Thursday, April 14, 2016
Caring Less About Pedigrees in College Admissions
Getting into college may be big business these days, but if you're not a high school student-or a parent of one-you probably don't pay much attention to it. That is, unless, you happen to spend any of your idle hours on the internet. Whether you meant to or not, you might have noticed the occasional headline about the student who got accepted to all the Ivies. I recently blogged about a student who got admitted to a bevy of top schools after writing her admission essay about Costco.

The truth is, these kinds of headlines are click-bait. The vast majority of Americans will never be admitted to an Ivy League university-never mind all of them.

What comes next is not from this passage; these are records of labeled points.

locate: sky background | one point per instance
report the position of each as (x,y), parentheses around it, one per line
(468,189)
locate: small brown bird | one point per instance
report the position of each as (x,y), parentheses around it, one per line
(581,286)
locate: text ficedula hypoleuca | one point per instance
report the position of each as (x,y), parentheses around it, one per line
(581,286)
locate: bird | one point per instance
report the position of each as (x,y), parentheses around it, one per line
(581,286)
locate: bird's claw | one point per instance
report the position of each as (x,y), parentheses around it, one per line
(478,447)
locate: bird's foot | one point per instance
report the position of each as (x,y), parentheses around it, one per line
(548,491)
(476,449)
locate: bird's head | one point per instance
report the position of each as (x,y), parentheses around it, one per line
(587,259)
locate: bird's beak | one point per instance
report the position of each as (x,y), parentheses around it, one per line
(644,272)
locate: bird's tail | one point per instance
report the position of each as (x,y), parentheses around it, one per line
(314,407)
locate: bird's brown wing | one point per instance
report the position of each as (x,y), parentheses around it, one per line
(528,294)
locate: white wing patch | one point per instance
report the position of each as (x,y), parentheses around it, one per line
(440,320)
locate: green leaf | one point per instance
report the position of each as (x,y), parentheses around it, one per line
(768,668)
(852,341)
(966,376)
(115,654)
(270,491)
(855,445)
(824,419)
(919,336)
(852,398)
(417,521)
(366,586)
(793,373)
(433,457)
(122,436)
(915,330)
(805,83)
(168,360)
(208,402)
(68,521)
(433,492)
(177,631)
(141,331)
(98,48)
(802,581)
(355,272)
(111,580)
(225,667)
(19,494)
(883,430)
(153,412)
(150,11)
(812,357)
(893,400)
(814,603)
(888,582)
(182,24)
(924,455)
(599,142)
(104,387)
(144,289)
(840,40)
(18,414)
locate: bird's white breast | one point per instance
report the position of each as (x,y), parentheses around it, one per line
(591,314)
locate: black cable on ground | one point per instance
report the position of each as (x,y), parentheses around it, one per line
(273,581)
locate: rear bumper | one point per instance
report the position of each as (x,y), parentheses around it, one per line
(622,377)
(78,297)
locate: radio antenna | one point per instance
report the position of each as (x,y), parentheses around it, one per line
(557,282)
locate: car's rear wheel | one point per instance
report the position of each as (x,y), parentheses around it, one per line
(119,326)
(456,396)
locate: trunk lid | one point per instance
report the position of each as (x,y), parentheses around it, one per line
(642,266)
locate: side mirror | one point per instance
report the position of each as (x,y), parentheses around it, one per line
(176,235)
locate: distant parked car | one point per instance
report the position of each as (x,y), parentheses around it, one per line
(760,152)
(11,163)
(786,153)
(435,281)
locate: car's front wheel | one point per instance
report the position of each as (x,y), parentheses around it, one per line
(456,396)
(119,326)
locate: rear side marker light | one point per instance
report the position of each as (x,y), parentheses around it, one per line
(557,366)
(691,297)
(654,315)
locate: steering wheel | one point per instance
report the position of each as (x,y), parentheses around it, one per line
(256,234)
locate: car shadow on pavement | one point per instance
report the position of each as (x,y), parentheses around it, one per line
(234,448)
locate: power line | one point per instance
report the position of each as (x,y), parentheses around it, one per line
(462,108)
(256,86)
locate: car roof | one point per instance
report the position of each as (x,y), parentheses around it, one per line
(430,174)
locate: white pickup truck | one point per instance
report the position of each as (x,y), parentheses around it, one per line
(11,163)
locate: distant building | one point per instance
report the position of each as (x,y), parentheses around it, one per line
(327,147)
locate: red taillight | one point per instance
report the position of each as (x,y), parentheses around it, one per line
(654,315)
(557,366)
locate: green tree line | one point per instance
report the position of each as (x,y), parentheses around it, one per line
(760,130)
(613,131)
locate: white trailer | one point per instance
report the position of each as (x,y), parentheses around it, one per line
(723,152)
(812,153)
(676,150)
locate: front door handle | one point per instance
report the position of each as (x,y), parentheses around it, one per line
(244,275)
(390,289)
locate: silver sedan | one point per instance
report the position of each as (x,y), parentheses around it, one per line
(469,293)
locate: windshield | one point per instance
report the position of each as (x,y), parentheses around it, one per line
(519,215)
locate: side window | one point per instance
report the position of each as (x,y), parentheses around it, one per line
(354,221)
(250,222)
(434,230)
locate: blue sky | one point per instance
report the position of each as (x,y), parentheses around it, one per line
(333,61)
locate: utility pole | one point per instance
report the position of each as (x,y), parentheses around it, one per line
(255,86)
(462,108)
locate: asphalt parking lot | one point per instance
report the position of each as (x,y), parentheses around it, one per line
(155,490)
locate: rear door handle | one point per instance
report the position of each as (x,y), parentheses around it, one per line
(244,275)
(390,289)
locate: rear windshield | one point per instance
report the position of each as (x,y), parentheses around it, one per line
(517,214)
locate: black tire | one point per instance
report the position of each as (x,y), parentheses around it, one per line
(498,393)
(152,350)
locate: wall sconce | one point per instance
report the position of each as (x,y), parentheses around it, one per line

And while pedigree is certainly a marker of success, it isn't a guarantee of it.

Which is why it is refreshing to see well-known, powerful employers like Google offering some push-back on the idea of pure-bred scholarship. In a recent interview, Google's Senior Vice President of People Operations, Laszlo Bock, noted that there was little relationship between pedigree and professional performance. Just because someone graduated from Yale doesn't mean they are going to be successful.

This is a powerful statement, particularly in a professional climate that favors prestige. There is a sense that if Stanford only offers spaces to 5% of applicants, there must be something pretty magical waiting behind its doors. A lot of that magic, however, is in the name-recognition, and the networking possibilities. This isn't to say that top academic institutions haven't earned their credibility. It's just that they are not the only manufacturers of professional success.

What of the student who had to work during high school and didn't have the grades to get into a top school? What of the part-time law student who was also raising a family? What of the successful entrepreneurs without a college degree? There are stories to be told, and the media silence about these narratives changes the way in which we-as a society-value success.

So for those of you still searching for the right college, it may be time to take a leaf out of Google's handbook. Pay less attention to the name, and more attention to the story.